Various factors can cause myelin sheath defects, such as myelin loss. This includes secondary myelin sheath loss due to primary axonal destruction (e.g., degenerative diseases), primary myelin sheath destruction (e.g., demyelinating diseases), and simultaneous damage of the fiber itself (e.g., trauma). The myelin sheath largely consists of lipid components; therefore, when it is broken down, macrophages (lipid phagocytes) often infiltrate to digest the debris.
Primary destruction of the myelin sheath is called demyelination in the narrow sense and refers to demyelinating diseases such as multiple sclerosis and leukodystrophy. In the broader sense, secondary myelin sheath destruction is also called demyelination. Because the myelin sheath is primarily destroyed, the axons are relatively preserved. Demyelinated lesions are widespread and may exist in patchy forms; therefore, such lesions are called demyelinated plaques. Furthermore, regeneration of the myelin sheath (remyelination) is sometimes observed in the lesion site. Patchy demyelinated lesions (demyelinated plaque) form in typical demyelinating diseases, including multiple sclerosis, John Cunningham (JC) virus-induced progressive multifocal leukoencephalopathy, and methotrexate leukoencephalopathy, in which encephalopathy develops as a side effect of the anticancer agent methotrexate. In progressive multifocal leukoencephalopathy, demyelinated plaque patches gradually join to form large demyelinated lesions. The boundary of the demyelinated plaque caused by multiple sclerosis is characteristically very distinct. Demyelination, in general, is an unambiguous lesion in which the myelin sheath is destroyed; therefore, the axon tends to be relatively preserved; however, in general, as demyelination progresses, the axons also degenerate.

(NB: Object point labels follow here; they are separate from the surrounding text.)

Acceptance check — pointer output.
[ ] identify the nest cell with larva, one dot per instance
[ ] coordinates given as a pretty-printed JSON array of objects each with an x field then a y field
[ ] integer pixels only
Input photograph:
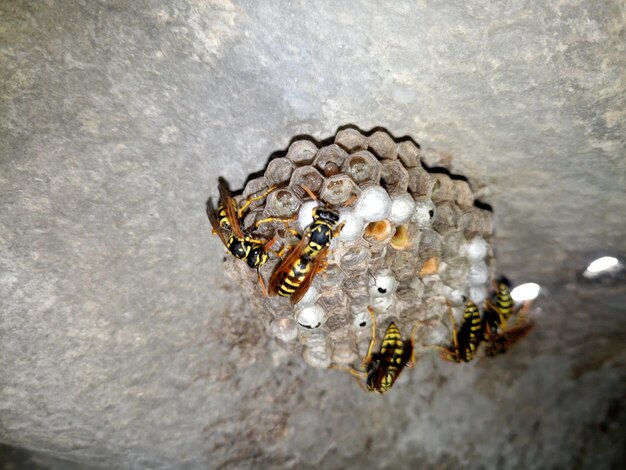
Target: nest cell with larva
[{"x": 413, "y": 242}]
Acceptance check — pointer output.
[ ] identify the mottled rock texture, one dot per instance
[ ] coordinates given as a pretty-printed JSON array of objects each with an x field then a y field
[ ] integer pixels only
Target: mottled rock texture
[{"x": 121, "y": 344}]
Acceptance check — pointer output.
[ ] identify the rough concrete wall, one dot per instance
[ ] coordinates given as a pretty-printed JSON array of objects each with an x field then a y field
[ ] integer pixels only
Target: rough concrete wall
[{"x": 122, "y": 345}]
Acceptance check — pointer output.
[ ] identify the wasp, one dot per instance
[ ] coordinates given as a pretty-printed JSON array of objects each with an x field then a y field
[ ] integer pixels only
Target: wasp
[
  {"x": 498, "y": 336},
  {"x": 294, "y": 275},
  {"x": 381, "y": 369},
  {"x": 226, "y": 223},
  {"x": 465, "y": 340},
  {"x": 498, "y": 309}
]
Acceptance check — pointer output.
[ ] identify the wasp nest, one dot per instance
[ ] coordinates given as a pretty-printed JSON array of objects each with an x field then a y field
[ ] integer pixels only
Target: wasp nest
[{"x": 413, "y": 242}]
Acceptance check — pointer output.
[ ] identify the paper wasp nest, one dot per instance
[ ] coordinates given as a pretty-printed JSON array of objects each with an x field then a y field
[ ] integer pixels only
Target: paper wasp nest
[{"x": 413, "y": 240}]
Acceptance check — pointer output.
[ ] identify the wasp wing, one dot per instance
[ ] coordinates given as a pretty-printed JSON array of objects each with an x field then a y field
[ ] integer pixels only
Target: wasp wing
[
  {"x": 282, "y": 270},
  {"x": 217, "y": 229},
  {"x": 230, "y": 207},
  {"x": 308, "y": 279}
]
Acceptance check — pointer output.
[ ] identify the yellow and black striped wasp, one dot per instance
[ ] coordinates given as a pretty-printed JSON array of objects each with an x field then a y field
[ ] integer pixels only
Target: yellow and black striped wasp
[
  {"x": 465, "y": 340},
  {"x": 294, "y": 275},
  {"x": 382, "y": 368},
  {"x": 498, "y": 309},
  {"x": 226, "y": 223},
  {"x": 499, "y": 337}
]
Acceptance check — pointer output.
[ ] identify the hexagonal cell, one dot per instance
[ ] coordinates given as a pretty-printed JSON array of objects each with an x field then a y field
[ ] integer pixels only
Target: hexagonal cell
[
  {"x": 394, "y": 177},
  {"x": 420, "y": 181},
  {"x": 373, "y": 204},
  {"x": 430, "y": 267},
  {"x": 403, "y": 265},
  {"x": 356, "y": 257},
  {"x": 356, "y": 285},
  {"x": 317, "y": 357},
  {"x": 279, "y": 170},
  {"x": 402, "y": 208},
  {"x": 338, "y": 190},
  {"x": 411, "y": 292},
  {"x": 409, "y": 154},
  {"x": 477, "y": 249},
  {"x": 282, "y": 203},
  {"x": 452, "y": 246},
  {"x": 380, "y": 231},
  {"x": 478, "y": 274},
  {"x": 311, "y": 316},
  {"x": 338, "y": 322},
  {"x": 330, "y": 159},
  {"x": 353, "y": 225},
  {"x": 345, "y": 353},
  {"x": 443, "y": 189},
  {"x": 384, "y": 305},
  {"x": 284, "y": 329},
  {"x": 382, "y": 283},
  {"x": 334, "y": 300},
  {"x": 463, "y": 194},
  {"x": 476, "y": 222},
  {"x": 310, "y": 296},
  {"x": 434, "y": 159},
  {"x": 382, "y": 145},
  {"x": 302, "y": 152},
  {"x": 424, "y": 212},
  {"x": 350, "y": 140},
  {"x": 429, "y": 244},
  {"x": 453, "y": 275},
  {"x": 306, "y": 176},
  {"x": 362, "y": 167},
  {"x": 447, "y": 216},
  {"x": 401, "y": 238},
  {"x": 255, "y": 187}
]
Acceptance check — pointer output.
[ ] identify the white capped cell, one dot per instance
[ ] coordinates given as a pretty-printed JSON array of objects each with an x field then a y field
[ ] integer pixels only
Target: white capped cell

Myelinolysis refers to iatrogenic myelin sheath destruction as a result of sudden variations in serum electrolytes, in particular, sudden correction of hyponatremia, and it has low affinity for myelin sheath stains. It commonly develops in the pons part of the brainstem and is called central pontine myelinolysis (CPM). In addition, in the event of extrapontine lesion formation, it is referred to as extrapontine myelinolysis. The axons tend to be relatively preserved but break down as the condition progresses.
In leukodystrophy, the myelin sheath is broken down; however, it is thought that this is caused by incomplete formation as opposed to destruction of the myelin sheath. Therefore, dysmyelination should be distinguished from demyelination and myelinolysis, which are acquired.
Hypomyelination refers to poor congenital myelin sheath formation as a result of a brain malformation. For example, myelin sheath formation is poor in sites affected by focal cortical dysplasia or tuberous sclerosis, making the boundary between the white matter and cerebral cortex unclear. However, a brain malformation does not necessarily mean that there is hypoplasia of the myelin sheath, and in many instances, hypermyelination occurs as described below.
In the developmental stage of the nervous system, the myelin sheath systematically forms later than other constituents. Brains affected with a developmental disorder may have delayed or accelerated myelin sheath formation. Furthermore, hypermyelination can occur with tissue damage, e.g., in case of circulatory failure in development, and status marmoratus is characteristically seen on magnified images with myelin sheath staining. Furthermore, malformations have been found to cause aberrant myelin sheath bundles called aberrant fibers. In cerebral malformations such as lissencephaly and polymicrogyria myelin sheath bundles have been found to run parallel to the surface of the cerebrum, which is called superficial hypermyelination. In surgical findings of intractable epilepsy, these findings have been observed and are therefore thought to be a phenotype of microdysgenesis.
Myelin pallor occurs when cerebral deep white matter, particularly the centrum semiovale, shows reduced affinity for myelin sheath stains. In many instances, when reactive changes such as gliosis and macrophage invasion are absent, it is highly likely that there is an artificial change due to poor tissue fixation. Therefore, the term “myelin pallor” should be avoided when describing pathological findings.